Staring Into the Void
Surgical Kill Squads Get Screentime
By Cole Smithey
There’s a lot of bang for the buck in director Peter Berg’s juiced-up "what-if" illustration of a U.S. Special Forces rogue team responding to a massive attack on oil company employees and their kin inside the imaginary safety of a housing compound in Riyadh, Saudi Arabia. Top heavy on the power of personal vendetta to resolve anti-capitalist violence overseas, "The Kingdom" trades on the same lowest-common-dominator anger that turned "Rambo" into a winning franchise. Immediately after a series of carefully-timed blasts kill more than 200 people, FBI investigators Ronald Fleury (Jamie Foxx), Grant (Chris Cooper), Janet (Jennifer Garner) and Adam (Jason Bateman) go off the reservation with a secret five-day mission to carry out a surgical take-no-prisoners "investigation" (read assassignation mission) in Riyadh.
Put in the hands of a standoffish and ineffectual Saudi military, Fleury gradually makes friends with Colonel Al Ghazi (Ashraf Barhom) who unknowingly helps obtain a Royal endorsement for Fleury’s crew to go after the cell responsible for the carnage.
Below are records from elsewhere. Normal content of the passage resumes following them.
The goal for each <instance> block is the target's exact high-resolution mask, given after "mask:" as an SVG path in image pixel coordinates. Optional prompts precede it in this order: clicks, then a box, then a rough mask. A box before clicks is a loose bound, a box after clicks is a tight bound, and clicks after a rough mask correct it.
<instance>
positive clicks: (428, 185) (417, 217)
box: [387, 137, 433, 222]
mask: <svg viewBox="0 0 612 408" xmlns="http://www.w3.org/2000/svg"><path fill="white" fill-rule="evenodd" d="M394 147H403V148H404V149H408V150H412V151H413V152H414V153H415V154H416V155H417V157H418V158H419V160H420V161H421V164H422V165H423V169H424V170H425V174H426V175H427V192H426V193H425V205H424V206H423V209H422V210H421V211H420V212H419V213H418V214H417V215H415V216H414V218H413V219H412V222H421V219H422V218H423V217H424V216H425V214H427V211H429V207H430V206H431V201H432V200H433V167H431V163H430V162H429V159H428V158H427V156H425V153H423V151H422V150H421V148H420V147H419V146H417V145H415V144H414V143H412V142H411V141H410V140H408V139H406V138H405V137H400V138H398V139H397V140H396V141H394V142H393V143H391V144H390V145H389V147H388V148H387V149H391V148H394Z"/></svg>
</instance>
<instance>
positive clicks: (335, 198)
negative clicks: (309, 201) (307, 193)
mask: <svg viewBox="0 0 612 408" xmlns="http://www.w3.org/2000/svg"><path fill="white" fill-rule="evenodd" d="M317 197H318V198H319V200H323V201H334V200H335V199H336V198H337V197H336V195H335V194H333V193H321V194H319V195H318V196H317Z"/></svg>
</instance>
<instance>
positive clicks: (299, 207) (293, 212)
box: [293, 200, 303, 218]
Fleury’s and Ghazi’s not-so-meet-cute relationship mocks the script’s stream of insults lobbed at the incompetence of Saudi military and at America’s stonewalling bureaucracy. Know-it-all explosives expert Grant commands Saudi officers to drain water from the explosion’s initial crater. He learns that an ambulance was used to disguise the deadly assault. The implication is that Saudi investigators are inferior to the Americans who must teach them how to conduct a proper investigation. The infuriating irony is that no such investigation was ever put in place at Ground Zero before or after Mr. Bush initiated a war with Afghanistan 18 hours after the planes hit the towers.
"The Kingdom" is a testosterone-amped big budget brother to Richard Shepard’s "The Hunting Party," a movie that suggests a close-knit crew is enough to bring down any criminal, even an Osama bin Laden. It’s the same school of opinion that says trained squadrons of U.S. Air Force jets could and should have performed aerial escorting maneuvers to prevent the 9/11 hijacked planes from hitting the World Trade buildings. This arena of informed thinking is an affront to the corporatized military complex, busy funding a trademarked "War on Terror" that has already bilked trillions of dollars in worthless contracts from American taxpayers. The fact that Hollywood institution Michael Mann ("The Insider") produced "The Kingdom," speaks volumes about the level of outside-the-box political thinking going on in Los Angeles.
Nevertheless, screenwriter Matthew Michael Carnahan is no lead-by-example Zen thinker. Arabs are portrayed as lesser people. Their military is disorganized and brutal. Their Prince leader is shown as an easily influenced spoiled brat. Arab civilians equate somewhere beneath American project-housed citizens. The plot comes to rest on Fleury’s team locating an Arab with missing fingers, because "every bomb maker gets bitten by his own work." Director Peter Berg ("Friday Night Lights") orchestrates an action-packed chase sequence wherein resident FBI black-humorist investigator Adam (Jason Bateman) gets kidnapped before being taken to a secluded apartment to be decapitated for posterity on video tape. Although Adam’s imminent death ramps up the suspense, the contrived situation bears no resemblance to actual methodologies of Arab kidnappers who typically keep their victims alive in order to attract media attention before killing them.
A bullets-blazing climax plays as a hollow trump card before Carnahan’s tacked-on fatalist political statement gets whispered to the audience in big bold letters. Zealotry is all around. Certain CEOs know how to package such a message with impunity. How long do we have to stare into the abyss? From the message of "The Kingdom," we’ll hit rock bottom before we get the answer.